A state is described by how many balls are currently in each box.
We track all possible paths through these states from 0 total balls placed to 3 total balls placed.
A possible pitfall is to keep using “1/3 chance for each box” incorrectly. Instead, the correct approach is a Markov chain: each new ball’s distribution depends on the state of occupancy. Then we sum over the probabilities of reaching a final state with exactly one empty box. This often requires a more elaborate approach, such as dynamic programming or direct enumeration of state transitions.
Follow-up Question 10
What if the labeling of balls only matters at the end for certain sets of balls (e.g., we have two identical red balls and one distinct blue ball)?
This partial indistinguishability can lead to a tricky scenario:
We have 2 red balls (indistinguishable from each other) and 1 blue ball (distinct).
The total sample space no longer has 3^3 labeled outcomes for the red balls, because the two red balls are identical. However, for the single blue ball, it does matter which box it goes into.

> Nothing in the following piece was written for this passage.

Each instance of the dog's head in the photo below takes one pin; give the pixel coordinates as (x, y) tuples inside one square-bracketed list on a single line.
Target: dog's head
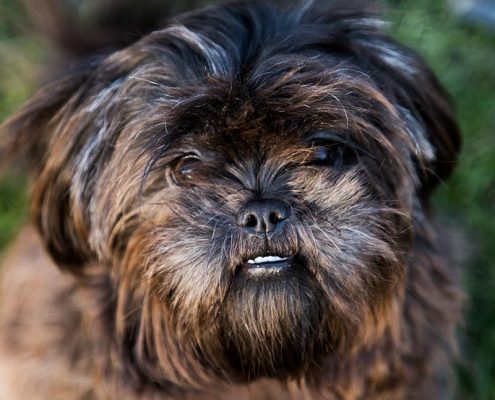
[(249, 179)]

A naive pitfall is to treat all three balls as fully labeled or as fully indistinguishable. The correct approach is:
Enumerate ways the two red balls can be placed, taking into account they are identical.

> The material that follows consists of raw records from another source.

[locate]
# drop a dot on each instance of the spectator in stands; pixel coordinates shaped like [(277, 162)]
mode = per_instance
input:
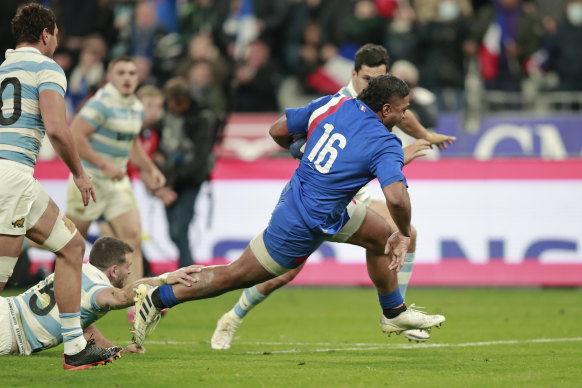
[(364, 25), (440, 47), (205, 87), (423, 102), (503, 36), (203, 17), (202, 48), (564, 48), (258, 78), (401, 36), (188, 133), (86, 77)]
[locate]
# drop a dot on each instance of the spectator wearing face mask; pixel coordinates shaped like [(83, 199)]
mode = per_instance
[(564, 48), (503, 35), (441, 53)]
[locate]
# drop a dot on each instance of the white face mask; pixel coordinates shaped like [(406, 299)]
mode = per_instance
[(448, 10), (574, 13)]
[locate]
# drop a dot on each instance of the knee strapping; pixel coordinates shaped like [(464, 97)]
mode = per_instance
[(7, 264), (63, 231)]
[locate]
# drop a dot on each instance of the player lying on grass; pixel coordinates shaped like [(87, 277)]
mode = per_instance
[(30, 321), (349, 144), (370, 61)]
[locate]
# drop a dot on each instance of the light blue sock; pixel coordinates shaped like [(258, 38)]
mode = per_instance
[(72, 333), (248, 299), (405, 273)]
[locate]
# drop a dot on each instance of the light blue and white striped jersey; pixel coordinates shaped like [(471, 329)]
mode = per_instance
[(117, 120), (39, 314), (23, 75)]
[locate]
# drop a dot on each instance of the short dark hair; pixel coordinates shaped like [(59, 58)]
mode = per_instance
[(371, 55), (29, 22), (108, 251), (382, 90), (121, 58)]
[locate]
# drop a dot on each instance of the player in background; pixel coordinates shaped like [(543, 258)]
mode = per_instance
[(105, 133), (29, 322), (349, 143), (32, 101), (370, 61)]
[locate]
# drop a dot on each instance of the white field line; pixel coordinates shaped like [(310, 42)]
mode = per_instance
[(329, 347)]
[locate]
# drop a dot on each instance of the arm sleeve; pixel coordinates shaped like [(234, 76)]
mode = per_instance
[(298, 118), (50, 76), (95, 112)]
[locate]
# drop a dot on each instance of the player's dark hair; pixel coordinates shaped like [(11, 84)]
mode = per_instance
[(371, 55), (382, 89), (29, 22), (121, 58), (108, 251)]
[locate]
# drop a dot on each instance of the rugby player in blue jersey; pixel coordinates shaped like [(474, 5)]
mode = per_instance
[(29, 322), (349, 143), (370, 61), (32, 103)]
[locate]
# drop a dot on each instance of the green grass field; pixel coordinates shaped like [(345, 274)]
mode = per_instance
[(330, 337)]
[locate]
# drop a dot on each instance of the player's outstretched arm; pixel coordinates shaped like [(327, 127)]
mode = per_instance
[(415, 150), (113, 298), (52, 109), (151, 176), (398, 203), (411, 126)]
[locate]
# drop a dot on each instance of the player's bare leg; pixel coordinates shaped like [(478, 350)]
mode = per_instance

For each arrangement of the red balls, place the blue ball in any of the three boxes.
We then see which configurations yield exactly one empty box. The counting is typically done by distinguishing “blue ball’s box” vs. “red ball distribution” patterns. We have to be careful not to double-count or omit valid configurations. This kind of semi-distinguishability often arises in real-world problems (e.g., “two identical sensors and one special sensor”).

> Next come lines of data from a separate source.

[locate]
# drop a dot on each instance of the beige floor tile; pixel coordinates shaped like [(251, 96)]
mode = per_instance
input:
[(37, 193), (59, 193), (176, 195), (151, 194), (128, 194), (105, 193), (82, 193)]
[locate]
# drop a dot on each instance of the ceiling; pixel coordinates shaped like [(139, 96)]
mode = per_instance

When done carefully, the probability might turn out to be different from the 2/3 that we get when all balls are labeled.
Follow-up Question 11
How does one handle continuous generalizations, such as randomly placing intervals or shapes into container intervals?
A more advanced generalization is to imagine continuous analogs—like randomly placing intervals on a line segment (representing boxes in a 1D sense) or shapes in a 2D plane. The notion of “empty box” extends to “empty region,” and the combinatorial count is replaced by integrals or geometric probability arguments. For instance, you might ask: “What is the probability that exactly one interval on a line remains uncovered after placing three smaller intervals randomly?” A real-world pitfall is to assume the discrete approach directly transfers. Instead, we would define a uniform measure over positions (and possibly lengths) of the intervals, then compute continuous measure for the event “exactly one region is uncovered.” Such problems typically require more sophisticated tools like order statistics or geometric probability integration.
Follow-up Question 12
What if each ball chooses its box in a dependent manner, e.g., the second ball avoids the box chosen by the first ball with some probability?
Once we introduce dependence among the ball placements, the standard counting approach (3^3 equally likely outcomes) is invalid. We would need to condition the choice for each ball on the previous balls’ choices. For instance, if the second ball is “more likely” to avoid the box used by the first ball, that modifies the probability distribution. The probability of a given final arrangement of (b1, b2, b3) no longer factors as 1/3 * 1/3 * 1/3. Instead, we have:
P(b1) = 1/3 (assuming the first ball is equally likely).
P(b2 | b1) depends on some conditional rule, e.g., “if box b1 is used by the first ball, avoid it with probability α, otherwise pick among the other two boxes.”
P(b3 | b1, b2) further depends on the new arrangement.
We then must sum over all possible ways that exactly one box is empty, using the chain rule for probabilities. A pitfall is to keep using a simplistic uniform assumption. Real systems (like load balancing, for example) might indeed direct subsequent items away from heavily loaded boxes.